Now, when people think of research in the business field, they think that: Number one – it’s boring. After all, many people in the business field generally don’t have a way with numbers. It is difficult for them to use the math involved in research. But research doesn’t have to involve numbers (though it often does); making a few good observations already counts as research, provided that you present your observations systematically and you can derive conclusions from them. Number two – it’s impractical. After all, why do corporate people think of academics, especially professors of business, as writers of impractical, unreadable tomes? Unfortunately, that attitude then creeps into the corporations themselves.

Sometimes, business research doesn’t begin at all not because of unwillingness, but because there is lack of direction. Even if we know that research is important, what should we research about? What are the key priorities? Unwillingness is hard to treat, but if it’s just lack of a clear path, then that is easy for you – the researcher – to provide. First, list down some ideas that deserve to be researched further. Then from those ideas, pick the ones which deserve the greatest priority for the moment. It can help if you reframe the ideas as questions: “What about this idea should I know?” “What information about this idea should I get?”

Research, fortunately, is easy to do nowadays; there is the Internet, after all.
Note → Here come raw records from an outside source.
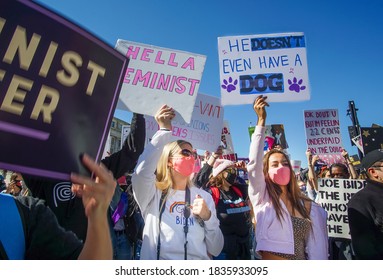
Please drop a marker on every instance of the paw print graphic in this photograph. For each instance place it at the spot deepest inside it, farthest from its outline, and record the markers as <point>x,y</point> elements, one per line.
<point>295,85</point>
<point>229,85</point>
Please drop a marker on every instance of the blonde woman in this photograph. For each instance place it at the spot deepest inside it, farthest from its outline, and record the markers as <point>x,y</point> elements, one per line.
<point>289,225</point>
<point>180,219</point>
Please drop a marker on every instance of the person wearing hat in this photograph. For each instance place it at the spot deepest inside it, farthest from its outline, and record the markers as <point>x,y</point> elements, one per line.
<point>232,207</point>
<point>365,210</point>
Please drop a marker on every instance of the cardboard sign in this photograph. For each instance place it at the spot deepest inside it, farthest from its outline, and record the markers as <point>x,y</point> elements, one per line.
<point>124,133</point>
<point>372,138</point>
<point>323,134</point>
<point>227,143</point>
<point>59,89</point>
<point>274,65</point>
<point>158,76</point>
<point>333,196</point>
<point>204,129</point>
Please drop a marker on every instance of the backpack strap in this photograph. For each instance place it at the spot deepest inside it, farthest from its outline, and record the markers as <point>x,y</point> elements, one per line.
<point>12,236</point>
<point>215,194</point>
<point>237,191</point>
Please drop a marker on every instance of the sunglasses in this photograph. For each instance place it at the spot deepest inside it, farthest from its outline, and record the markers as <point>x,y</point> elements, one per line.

There are also technical books regarding the business field you are in. You should not only know what to get, but where to get it, so that you can conduct effective research in business. If you have a research idea that concerns company internals (such as the level of motivation of employees), then you can conduct surveys or you can ask around. Don’t wait for others to give important company-related data to you, because you won’t be inclined to believe it if you subconsciously have the “us against them” mentality. Do the research yourself.

With business research, you will know more about your company, your products and services, your business field, your employees, and your customers than you would otherwise know.